Future Scope, May-June 2010

TECHNOLOGY

Electric Cars That Charge Themselves

Materials scientists may have come up with the ultimate solution for keeping cars running: automobile body parts that store and discharge electrical energy.

The prototype material designed by researchers with Imperial College London, Volvo, and other partners is a lightweight composite of carbon fibers and a polymer resin, which could be used to replace metal flooring. Ultimately, the material could make hybrid gasoline/electric vehicles lighter and more energy efficient, allowing motorists to travel longer distances between recharges.

The material could also be used in a number of other applications, such as casings for cell phones and other electronic gadgets used on the go.

Source: Imperial College London, www.imperial.ac.uk.

HEALTH

Children with HIV Are Living Longer

Fewer children are dying of AIDS, thanks to the intensive antiretroviral treatments that have been prescribed since the 1990s, according to the National Institutes of Health. The death rate of children with HIV has been reduced ninefold, although mortality among children with HIV is still 30 times higher than among their noninfected peers.

The “cocktails” of multiple drugs used for highly active antiretroviral therapy (HAART) help ward off the opportunistic infections and other complications in HIV-infected patients. The death rate among HIV patients under age 21 has fallen from 7.2 per 100 in 1994 to a now-stabilized 0.8 in 2000, and the mean age at death has more than doubled, from 8.9 to 18.2 years old.

Source: National Institutes of Health, www.nih.gov.

ENVIRONMENT

Second-Hand Pollution

Recycling old equipment in developed countries for reuse in the developing world could be bad for the environment in the receiving countries, warns a research team from the University of Luxembourg and the Ecole Polytechnique in Paris.

Access to affordable tools and equipment has helped stimulate economic growth in the Third World, but these older technologies tend to be more polluting than newer, more-efficient manufacturing equipment. Thus, the short-term choice of purchasing equipment that is cheaper but dirtier may have long-term costs in increased pollution.

“Pressures put on developing countries in order to reduce their barriers to imports of used goods should thus be balanced against the costs of supplementary pollution that the use of older technology will induce,” the researchers conclude.

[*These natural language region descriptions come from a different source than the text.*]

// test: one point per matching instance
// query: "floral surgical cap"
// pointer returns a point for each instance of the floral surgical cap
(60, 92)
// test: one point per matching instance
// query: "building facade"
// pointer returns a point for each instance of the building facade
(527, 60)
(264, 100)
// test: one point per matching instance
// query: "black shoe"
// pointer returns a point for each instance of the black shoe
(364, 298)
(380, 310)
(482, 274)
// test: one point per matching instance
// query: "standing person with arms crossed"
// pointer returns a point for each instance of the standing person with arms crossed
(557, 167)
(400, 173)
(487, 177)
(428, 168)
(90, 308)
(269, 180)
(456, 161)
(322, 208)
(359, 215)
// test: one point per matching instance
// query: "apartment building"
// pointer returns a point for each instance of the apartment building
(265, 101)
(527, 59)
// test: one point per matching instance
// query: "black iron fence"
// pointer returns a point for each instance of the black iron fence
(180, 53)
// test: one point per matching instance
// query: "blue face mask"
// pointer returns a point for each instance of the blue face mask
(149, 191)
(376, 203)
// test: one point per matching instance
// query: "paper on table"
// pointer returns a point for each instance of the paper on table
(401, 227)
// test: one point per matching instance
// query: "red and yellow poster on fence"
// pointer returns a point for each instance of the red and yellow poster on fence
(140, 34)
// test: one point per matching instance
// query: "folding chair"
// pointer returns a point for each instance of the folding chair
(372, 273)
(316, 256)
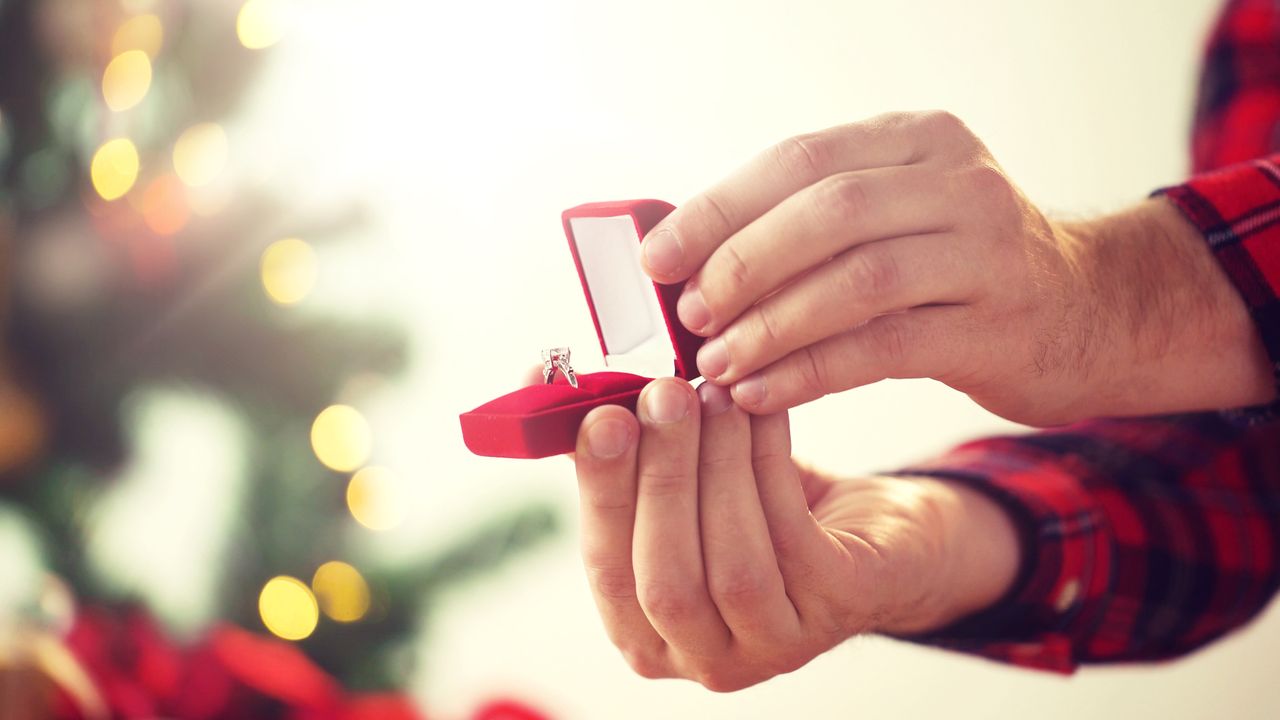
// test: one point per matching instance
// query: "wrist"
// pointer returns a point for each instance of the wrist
(1170, 331)
(970, 559)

Source: “Polluting Technologies and Economic Development” by Luisito Bertinelli et al., International Journal of Global Environmental Issues 2010 (Volume 10, Number 1/2), Inderscience, www.inderscience.com.

GOVERNMENT

Alternatives to Prison

The United States could save $9.7 billion by exploring alternatives to imprisonment for low-level offenses, claims the National Council on Crime and Delinquency.

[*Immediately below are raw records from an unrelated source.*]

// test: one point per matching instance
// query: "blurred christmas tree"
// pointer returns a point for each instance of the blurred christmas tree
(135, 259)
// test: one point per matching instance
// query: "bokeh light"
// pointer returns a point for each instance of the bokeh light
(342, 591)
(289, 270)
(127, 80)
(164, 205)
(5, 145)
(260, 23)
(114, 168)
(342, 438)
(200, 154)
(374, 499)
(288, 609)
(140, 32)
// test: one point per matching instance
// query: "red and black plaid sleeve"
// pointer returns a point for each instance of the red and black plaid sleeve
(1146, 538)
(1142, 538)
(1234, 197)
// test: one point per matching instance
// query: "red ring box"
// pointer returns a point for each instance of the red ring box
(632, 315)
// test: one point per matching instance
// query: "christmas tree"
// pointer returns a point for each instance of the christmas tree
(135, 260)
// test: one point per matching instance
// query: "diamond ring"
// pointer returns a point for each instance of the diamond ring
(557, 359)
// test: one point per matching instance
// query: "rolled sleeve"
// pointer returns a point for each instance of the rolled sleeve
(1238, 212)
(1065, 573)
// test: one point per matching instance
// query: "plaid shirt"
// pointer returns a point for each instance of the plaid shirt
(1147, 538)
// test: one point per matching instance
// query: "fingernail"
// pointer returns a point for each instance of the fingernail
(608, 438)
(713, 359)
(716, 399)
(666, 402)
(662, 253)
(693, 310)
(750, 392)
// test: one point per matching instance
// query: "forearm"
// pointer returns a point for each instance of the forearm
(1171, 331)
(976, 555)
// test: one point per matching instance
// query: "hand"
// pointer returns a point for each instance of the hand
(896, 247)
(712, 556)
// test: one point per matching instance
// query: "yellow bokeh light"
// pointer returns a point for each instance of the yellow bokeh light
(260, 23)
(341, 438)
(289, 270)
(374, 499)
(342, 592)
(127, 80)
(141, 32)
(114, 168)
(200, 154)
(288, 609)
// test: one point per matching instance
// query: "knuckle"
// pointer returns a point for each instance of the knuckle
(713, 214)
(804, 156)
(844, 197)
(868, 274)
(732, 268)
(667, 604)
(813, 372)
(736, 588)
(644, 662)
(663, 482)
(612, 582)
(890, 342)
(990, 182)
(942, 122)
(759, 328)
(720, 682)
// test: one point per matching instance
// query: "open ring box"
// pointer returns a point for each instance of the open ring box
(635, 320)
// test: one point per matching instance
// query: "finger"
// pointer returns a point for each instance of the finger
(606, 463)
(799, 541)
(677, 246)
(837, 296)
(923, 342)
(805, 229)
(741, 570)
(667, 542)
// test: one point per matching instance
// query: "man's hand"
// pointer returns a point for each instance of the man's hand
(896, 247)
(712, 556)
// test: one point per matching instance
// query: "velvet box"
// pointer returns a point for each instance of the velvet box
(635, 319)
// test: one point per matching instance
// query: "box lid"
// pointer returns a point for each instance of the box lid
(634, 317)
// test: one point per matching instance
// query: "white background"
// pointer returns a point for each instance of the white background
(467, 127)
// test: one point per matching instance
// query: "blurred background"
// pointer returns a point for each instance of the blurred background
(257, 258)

In 2008, about 414,000 Americans were serving time for nonviolent, nonsexual crimes that do not involve significant property loss. Most would be eligible for alternative sanctions that would be less costly than incarceration, such as electronic monitoring or enrollment in drug treatment or work-release programs.

Such programs have proven effective in states where they have been implemented, according to the Council. The United States currently spends about $12.9 billion to incarcerate individuals convicted of these less-dangerous crimes.

Source: National Council on Crime and Delinquency, http://nccd-crc.org.

RESOURCES

Making Food Plants Climate-Proof

Agricultural scientists believe they have isolated the “thermometer” gene in plants that allows them to sense and adapt to temperature changes. The work could one day lead to crops that are impervious to climate change.

Researchers Vinod Kumar and Phil Wigge of the John Innes Centre in Norwich, U.K., discovered a mutant plant that seemed to grow as though it were in hot conditions, despite the temperature being turned down.

The defective gene gives the scientists a clue in plant growth switching mechanisms, which may permit them to create crops that could grow in any climate condition. Such a possibility would be a boon to places like Africa, where food production is predicted to decline dramatically over the next decade.